Celle qui part était infirme à force d'ans:
Elle boitait; la mienne a ses trente-deux dents,
L'oeil vif, le jarret souple: elle est blanche, elle est nue,
Charmante, bonne fille, et de plus inconnue.
Elle a le col de cygne et les trente beautés
Que la Grèce exigeait de ses divinités,
Et ce ne sont partout, sous sa robe qui pouffe,
Que cheveux d'or, que lys et que roses en touffe.
La voilà présentée, et, mon bras sous le sien,
Nous allons tous les deux, pareils au groupe ancien
D'une jeune bacchante agaçant un satyre,
Du mieux que nous pourrons jouer à la satire.
Nous savons, aussi bien que feu Barthélemy,
Sur sa lyre à dix voix trouver l'ut et le mi.
Puisqu'il a pris enfin la poudre d'escampette,
O ma folle, ô ma Muse, embouche ta trompette
Qui fouette les carreaux comme un clairon de Sax;
Sur ton front chevelu mets le casque d'Ajax,
Galope et fais claquer sur les peaux les plus chères
Ton fouet et son pommeau ciselé par Feuchères!

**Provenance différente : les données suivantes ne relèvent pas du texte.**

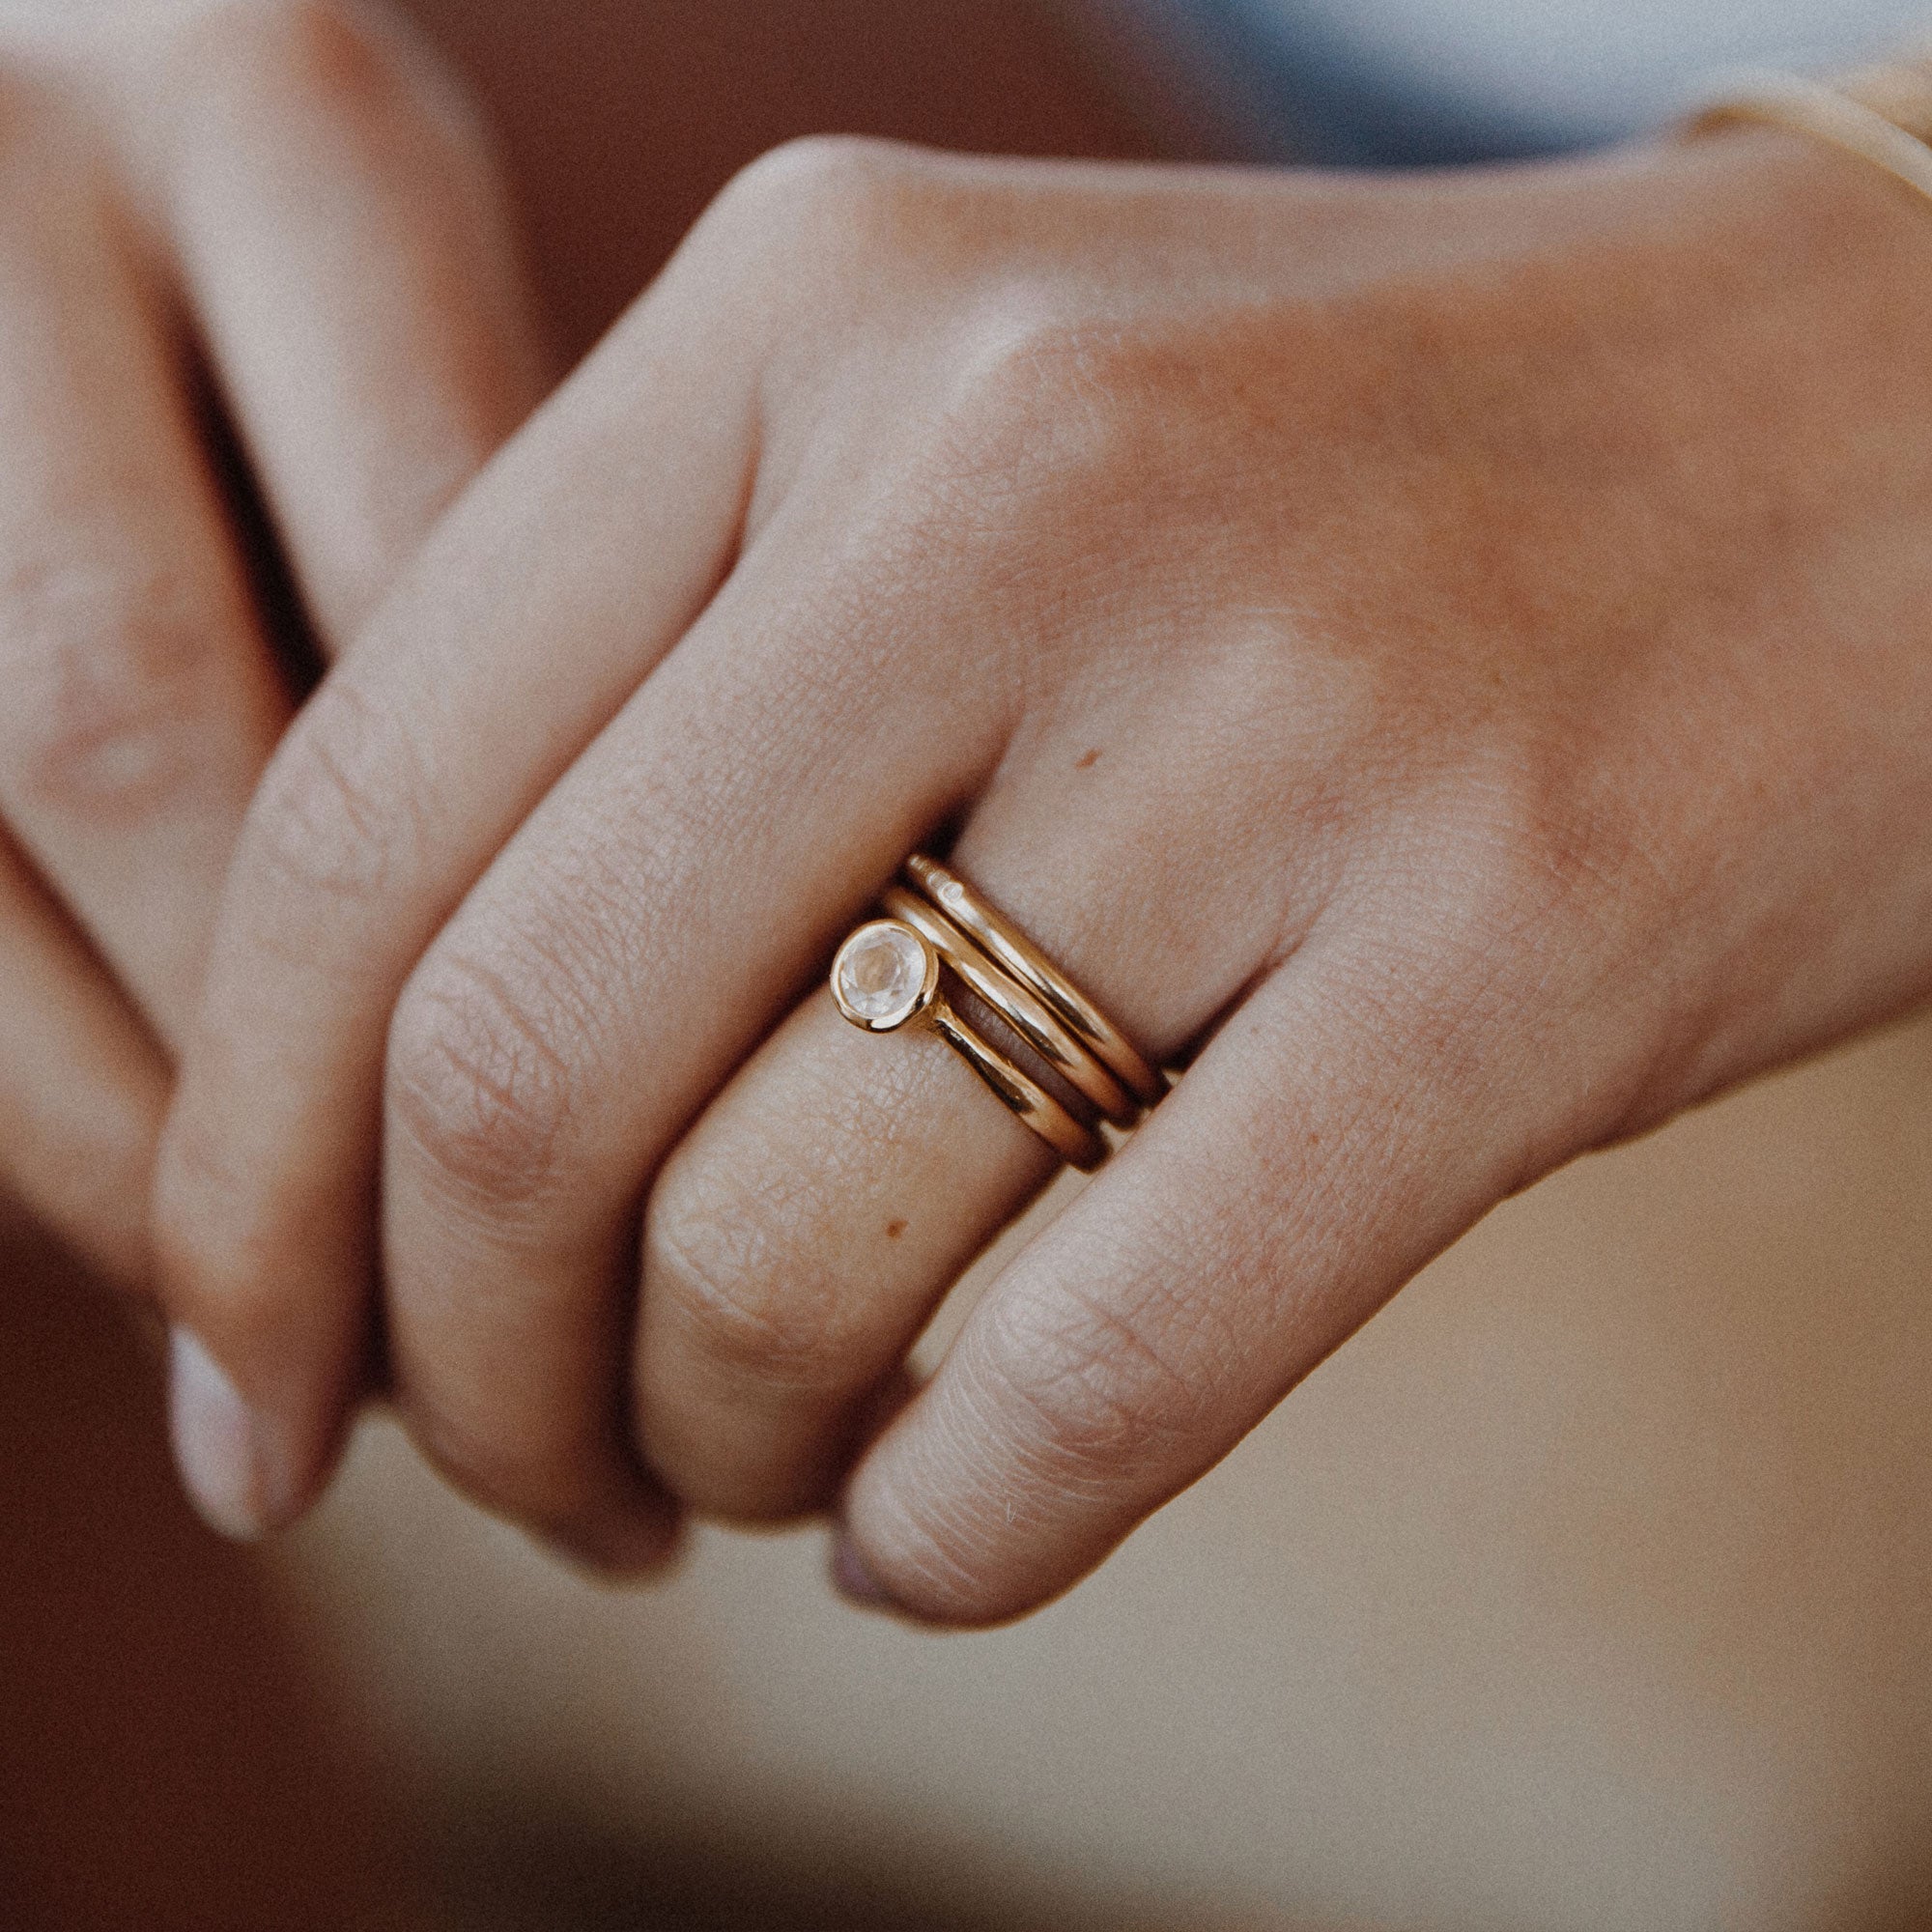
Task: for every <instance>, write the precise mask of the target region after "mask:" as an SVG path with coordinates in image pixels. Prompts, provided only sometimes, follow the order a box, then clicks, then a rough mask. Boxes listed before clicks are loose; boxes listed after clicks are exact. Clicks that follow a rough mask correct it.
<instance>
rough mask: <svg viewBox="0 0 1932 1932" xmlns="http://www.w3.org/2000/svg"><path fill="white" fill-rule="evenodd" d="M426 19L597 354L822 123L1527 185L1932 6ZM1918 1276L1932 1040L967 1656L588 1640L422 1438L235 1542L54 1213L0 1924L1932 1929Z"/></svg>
mask: <svg viewBox="0 0 1932 1932" xmlns="http://www.w3.org/2000/svg"><path fill="white" fill-rule="evenodd" d="M415 12H419V14H421V17H423V21H425V25H429V29H431V31H433V33H435V35H437V37H439V39H440V41H442V43H444V44H446V46H448V48H450V50H452V52H454V54H456V58H458V60H460V62H462V64H464V66H466V68H468V70H469V71H471V75H473V77H475V79H477V83H479V87H481V89H483V93H485V95H487V99H489V100H491V102H493V108H495V112H497V118H498V122H500V128H502V131H504V139H506V145H508V149H510V156H512V162H514V168H516V178H518V182H520V187H522V195H524V209H526V218H527V232H529V245H531V255H533V263H535V267H537V270H539V278H541V284H543V288H545V292H547V298H549V301H551V317H553V325H554V338H556V346H558V355H560V357H570V355H574V354H576V352H578V350H582V346H585V342H587V340H591V338H593V336H595V332H597V330H599V328H601V327H603V325H605V323H607V321H609V319H611V317H612V315H614V313H616V311H618V309H620V307H622V305H624V303H626V301H628V299H630V298H632V296H634V294H636V292H638V288H639V286H643V282H645V280H647V278H649V274H651V272H653V269H655V265H657V263H659V261H661V259H663V255H665V253H667V251H668V247H670V245H672V241H674V240H676V238H678V234H682V230H684V228H686V226H688V222H690V220H692V218H694V216H696V214H697V211H699V209H701V207H703V203H705V201H707V199H709V197H711V193H713V191H715V189H717V185H719V184H721V182H723V180H725V178H726V176H728V174H730V172H732V170H734V168H736V166H738V164H740V162H742V160H748V158H750V156H752V155H755V153H759V151H761V149H765V147H769V145H773V143H775V141H779V139H784V137H786V135H792V133H804V131H817V129H831V128H837V129H848V131H873V133H889V135H902V137H908V139H923V141H933V143H941V145H951V147H972V149H989V151H1009V153H1041V155H1119V156H1161V155H1171V156H1190V158H1229V156H1277V155H1287V153H1291V151H1306V153H1314V155H1335V153H1349V151H1352V153H1356V155H1360V156H1368V158H1410V156H1428V158H1449V156H1451V155H1464V153H1522V151H1534V149H1544V147H1551V145H1567V143H1575V141H1586V139H1598V137H1604V135H1609V133H1615V131H1621V129H1625V128H1629V126H1638V124H1644V122H1646V120H1654V118H1658V116H1662V114H1663V112H1667V110H1669V106H1671V102H1673V100H1675V99H1679V97H1681V93H1683V91H1685V87H1687V75H1690V73H1694V71H1700V66H1696V64H1694V62H1692V60H1690V56H1689V54H1687V52H1685V48H1687V46H1690V52H1692V54H1696V62H1700V64H1702V66H1710V62H1712V60H1719V64H1723V62H1731V60H1733V58H1745V56H1758V54H1774V52H1776V54H1783V52H1791V50H1804V48H1810V50H1812V52H1818V54H1832V56H1833V58H1835V56H1837V54H1841V52H1847V50H1851V46H1853V43H1859V44H1864V43H1870V44H1882V41H1884V39H1886V37H1888V35H1889V33H1891V31H1895V27H1897V23H1899V17H1901V8H1899V6H1897V4H1891V6H1880V4H1864V6H1861V4H1855V0H1837V14H1835V15H1832V19H1830V33H1828V39H1830V41H1832V44H1830V46H1822V44H1818V41H1820V29H1818V21H1820V17H1822V15H1820V10H1818V8H1808V10H1806V8H1803V6H1801V4H1799V0H1758V4H1756V6H1745V4H1743V0H1737V4H1721V6H1716V4H1714V6H1706V8H1685V6H1667V0H1623V4H1619V6H1617V8H1609V6H1602V8H1596V10H1594V14H1590V10H1588V8H1584V10H1582V12H1577V10H1567V8H1559V6H1549V8H1532V6H1509V4H1505V0H1468V4H1466V6H1464V8H1463V14H1461V21H1463V25H1461V27H1459V29H1457V31H1455V33H1453V37H1451V39H1449V41H1447V43H1445V39H1443V37H1445V35H1451V29H1449V27H1447V25H1443V23H1445V21H1447V17H1449V0H1406V4H1399V0H1358V4H1345V0H1306V4H1304V6H1302V8H1300V10H1298V14H1294V17H1293V21H1291V23H1289V29H1287V31H1283V27H1281V17H1283V15H1281V12H1275V14H1269V10H1267V0H1209V4H1206V6H1202V8H1198V10H1194V12H1190V15H1188V19H1186V23H1177V19H1175V17H1171V12H1169V0H1094V4H1092V6H1088V8H1078V10H1076V8H1072V6H1043V4H1036V0H920V4H906V0H811V4H806V6H800V4H796V0H792V4H784V0H730V4H726V0H649V4H645V0H580V4H560V0H419V4H417V8H415ZM1586 14H1588V15H1590V19H1594V25H1588V27H1584V25H1578V19H1582V15H1586ZM1687 23H1689V25H1687ZM1432 35H1434V37H1435V39H1432ZM1791 37H1799V41H1791V46H1785V41H1789V39H1791ZM1665 41H1667V43H1669V48H1671V52H1667V54H1663V52H1660V48H1663V44H1665ZM1692 43H1694V44H1692ZM1443 44H1449V46H1451V50H1453V60H1449V62H1447V64H1445V60H1443V56H1441V48H1443ZM1592 64H1594V70H1596V77H1594V81H1592V79H1590V70H1592ZM1418 75H1424V77H1426V75H1434V79H1432V81H1430V85H1428V87H1424V85H1422V83H1420V81H1418ZM1350 89H1352V91H1354V93H1352V95H1350V93H1349V91H1350ZM1422 95H1428V100H1422ZM1430 116H1434V122H1432V118H1430ZM1432 129H1434V131H1432ZM1350 145H1352V147H1350ZM1047 1211H1051V1202H1049V1204H1047ZM1928 1279H1932V1020H1922V1022H1917V1024H1913V1026H1905V1028H1897V1030H1891V1032H1888V1034H1884V1036H1880V1037H1874V1039H1870V1041H1866V1043H1862V1045H1859V1047H1855V1049H1849V1051H1843V1053H1837V1055H1833V1057H1830V1059H1826V1061H1822V1063H1818V1065H1812V1066H1806V1068H1801V1070H1797V1072H1791V1074H1785V1076H1781V1078H1777V1080H1774V1082H1768V1084H1764V1086H1760V1088H1754V1090H1750V1092H1747V1094H1743V1095H1737V1097H1733V1099H1729V1101H1725V1103H1723V1105H1718V1107H1712V1109H1706V1111H1702V1113H1698V1115H1696V1117H1692V1119H1687V1121H1683V1122H1679V1124H1677V1126H1673V1128H1669V1130H1667V1132H1665V1134H1662V1136H1656V1138H1654V1140H1650V1142H1646V1144H1642V1146H1636V1148H1629V1150H1623V1151H1617V1153H1611V1155H1602V1157H1596V1159H1590V1161H1584V1163H1580V1165H1577V1167H1573V1169H1571V1171H1567V1173H1563V1175H1559V1177H1557V1179H1553V1180H1551V1182H1546V1184H1544V1186H1542V1188H1538V1190H1534V1192H1532V1194H1528V1196H1524V1198H1522V1200H1517V1202H1513V1204H1509V1206H1507V1208H1505V1209H1501V1211H1499V1213H1497V1215H1493V1217H1492V1219H1490V1221H1488V1223H1486V1225H1484V1227H1482V1229H1478V1231H1476V1233H1474V1235H1472V1236H1470V1238H1468V1240H1464V1242H1463V1244H1461V1246H1459V1248H1457V1250H1453V1252H1451V1254H1449V1256H1447V1258H1445V1260H1443V1262H1439V1264H1437V1265H1435V1267H1432V1269H1430V1271H1428V1273H1426V1275H1424V1277H1422V1279H1420V1281H1418V1283H1416V1285H1414V1287H1412V1289H1410V1291H1408V1293H1406V1294H1405V1296H1401V1300H1399V1302H1397V1304H1395V1306H1393V1308H1391V1310H1389V1312H1387V1314H1385V1316H1381V1318H1379V1320H1378V1321H1376V1323H1372V1327H1370V1329H1368V1331H1366V1333H1364V1335H1362V1337H1360V1339H1358V1341H1356V1343H1352V1345H1350V1347H1349V1349H1347V1350H1343V1354H1339V1356H1337V1358H1335V1360H1333V1362H1329V1364H1327V1366H1325V1368H1323V1370H1321V1372H1320V1374H1318V1376H1316V1378H1314V1379H1312V1381H1310V1383H1308V1385H1306V1387H1304V1389H1302V1391H1300V1393H1296V1397H1294V1399H1293V1401H1291V1403H1287V1405H1285V1408H1283V1410H1281V1412H1279V1414H1277V1416H1275V1418H1273V1420H1271V1422H1269V1424H1267V1426H1265V1428H1264V1430H1262V1432H1260V1434H1258V1435H1254V1437H1252V1439H1250V1441H1248V1443H1246V1445H1244V1449H1242V1451H1238V1453H1236V1455H1235V1457H1233V1459H1231V1461H1229V1463H1227V1464H1225V1466H1223V1468H1221V1470H1217V1472H1215V1474H1213V1476H1211V1478H1209V1480H1208V1482H1204V1484H1202V1486H1200V1488H1198V1490H1194V1492H1192V1493H1190V1495H1186V1497H1184V1499H1182V1501H1180V1503H1177V1505H1175V1507H1171V1509H1169V1511H1167V1513H1163V1515H1161V1517H1159V1519H1157V1520H1155V1522H1153V1524H1151V1526H1150V1528H1148V1530H1144V1532H1142V1534H1140V1536H1138V1538H1136V1540H1134V1542H1132V1544H1130V1546H1128V1548H1126V1549H1124V1551H1122V1553H1121V1555H1119V1557H1117V1559H1115V1561H1113V1563H1111V1565H1109V1567H1107V1569H1105V1571H1103V1573H1101V1575H1099V1577H1097V1578H1095V1580H1092V1582H1090V1584H1086V1586H1084V1588H1082V1590H1078V1592H1076V1594H1074V1596H1072V1598H1070V1600H1066V1602H1065V1604H1059V1605H1055V1607H1053V1609H1049V1611H1045V1613H1043V1615H1039V1617H1036V1619H1032V1621H1030V1623H1026V1625H1022V1627H1018V1629H1014V1631H1003V1633H993V1634H981V1636H964V1638H962V1636H952V1638H933V1636H923V1634H916V1633H910V1631H902V1629H896V1627H893V1625H885V1623H879V1621H875V1619H867V1617H860V1615H856V1613H854V1611H850V1609H844V1607H842V1605H838V1604H837V1602H835V1600H833V1598H831V1596H829V1592H827V1588H825V1584H823V1580H821V1565H823V1538H821V1534H819V1532H813V1530H806V1532H798V1534H790V1536H775V1538H736V1536H723V1534H707V1536H701V1538H699V1540H697V1544H696V1549H694V1555H692V1561H690V1563H688V1567H686V1569H684V1571H682V1575H680V1577H678V1578H676V1580H674V1582H672V1584H668V1586H667V1588H659V1590H651V1592H641V1594H618V1592H605V1590H597V1588H593V1586H589V1584H585V1582H583V1580H580V1578H578V1577H574V1575H570V1573H566V1571H562V1569H558V1567H554V1565H551V1563H549V1561H547V1559H543V1557H541V1555H537V1553H535V1551H531V1549H529V1548H527V1546H526V1544H524V1542H522V1540H520V1538H518V1536H514V1534H512V1532H508V1530H504V1528H500V1526H497V1524H491V1522H487V1520H483V1519H481V1517H477V1515H473V1513H471V1511H468V1509H464V1507H462V1505H458V1503H456V1501H454V1499H452V1497H450V1495H446V1493H444V1492H442V1490H440V1488H439V1486H437V1482H435V1480H433V1478H431V1476H427V1474H425V1472H423V1470H421V1468H419V1466H417V1463H415V1461H413V1457H412V1455H410V1451H408V1449H406V1445H404V1443H402V1441H400V1437H396V1434H394V1432H392V1430H390V1428H388V1426H384V1424H373V1426H369V1428H367V1430H365V1432H363V1435H361V1439H359V1443H357V1449H355V1453H354V1457H352V1463H350V1468H348V1474H346V1480H344V1482H342V1486H340V1490H338V1492H336V1493H334V1497H332V1499H330V1503H328V1505H327V1507H325V1511H323V1513H321V1517H319V1519H317V1520H315V1522H313V1524H309V1526H307V1528H305V1530H301V1532H299V1534H298V1536H296V1538H292V1540H290V1542H286V1544H284V1546H280V1548H276V1549H274V1551H272V1553H270V1555H269V1557H267V1559H261V1557H253V1555H245V1553H240V1551H232V1549H228V1548H220V1546H216V1544H214V1542H213V1540H211V1538H209V1536H205V1534H203V1532H201V1530H199V1528H197V1526H195V1524H193V1522H191V1520H189V1519H187V1515H185V1509H184V1507H182V1505H180V1503H178V1501H176V1497H174V1490H172V1482H170V1478H168V1472H166V1466H164V1459H162V1449H160V1424H158V1381H156V1376H155V1374H153V1370H151V1366H149V1364H147V1360H145V1358H143V1352H141V1347H139V1343H137V1339H135V1337H133V1335H131V1333H129V1329H128V1323H126V1321H124V1318H122V1316H120V1312H118V1310H114V1308H112V1306H108V1302H106V1300H104V1298H102V1296H100V1294H99V1293H95V1291H93V1289H89V1287H87V1285H85V1283H81V1281H77V1279H75V1277H73V1273H71V1269H70V1265H68V1264H66V1262H64V1260H62V1258H60V1256H56V1254H52V1252H50V1250H48V1248H44V1244H37V1238H35V1236H33V1235H31V1231H27V1229H23V1227H19V1225H15V1223H0V1926H4V1928H14V1926H19V1928H60V1932H66V1928H87V1932H100V1928H122V1926H126V1928H141V1932H174V1928H189V1926H193V1928H203V1932H226V1928H253V1926H274V1928H278V1932H280V1928H303V1926H365V1924H367V1926H377V1924H381V1926H398V1928H402V1926H442V1928H448V1932H466V1928H473V1932H524V1928H531V1932H533V1928H545V1932H578V1928H583V1932H591V1928H618V1926H622V1928H638V1932H657V1928H667V1932H668V1928H676V1932H684V1928H707V1932H709V1928H740V1926H746V1928H750V1926H757V1928H771V1932H786V1928H856V1932H866V1928H895V1932H966V1928H1001V1932H1032V1928H1076V1932H1078V1928H1088V1926H1092V1928H1095V1932H1099V1928H1107V1932H1142V1928H1148V1932H1151V1928H1167V1932H1235V1928H1262V1926H1267V1928H1281V1932H1341V1928H1366V1926H1376V1928H1416V1932H1422V1928H1428V1932H1461V1928H1478V1926H1480V1928H1484V1932H1515V1928H1522V1932H1530V1928H1536V1932H1565V1928H1578V1932H1623V1928H1631V1932H1636V1928H1642V1932H1662V1928H1679V1926H1683V1928H1700V1932H1702V1928H1729V1926H1739V1928H1745V1926H1748V1928H1752V1932H1783V1928H1791V1932H1839V1928H1843V1932H1911V1928H1924V1926H1932V1669H1928V1658H1932V1401H1928V1391H1932V1294H1928ZM970 1291H972V1285H970V1283H968V1285H966V1289H964V1291H962V1293H964V1294H970ZM935 1345H937V1343H935Z"/></svg>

Lesbienne rêveuse, éprise de Phyllis,
Tu n'as pas, il est vrai, célébré S.......,
Ni fait de Giraudeau ton souteneur en titre;
Ni dans des vers gazés, qui font rougir un pitre,
Fait éclore, en prenant la flûte et le tambour,
Un édit paternel pour les filles d'amour;
Ni, comme l'Amphion de ces pignons godiches,
Fait surgir à ta voix les colonnes-affiches.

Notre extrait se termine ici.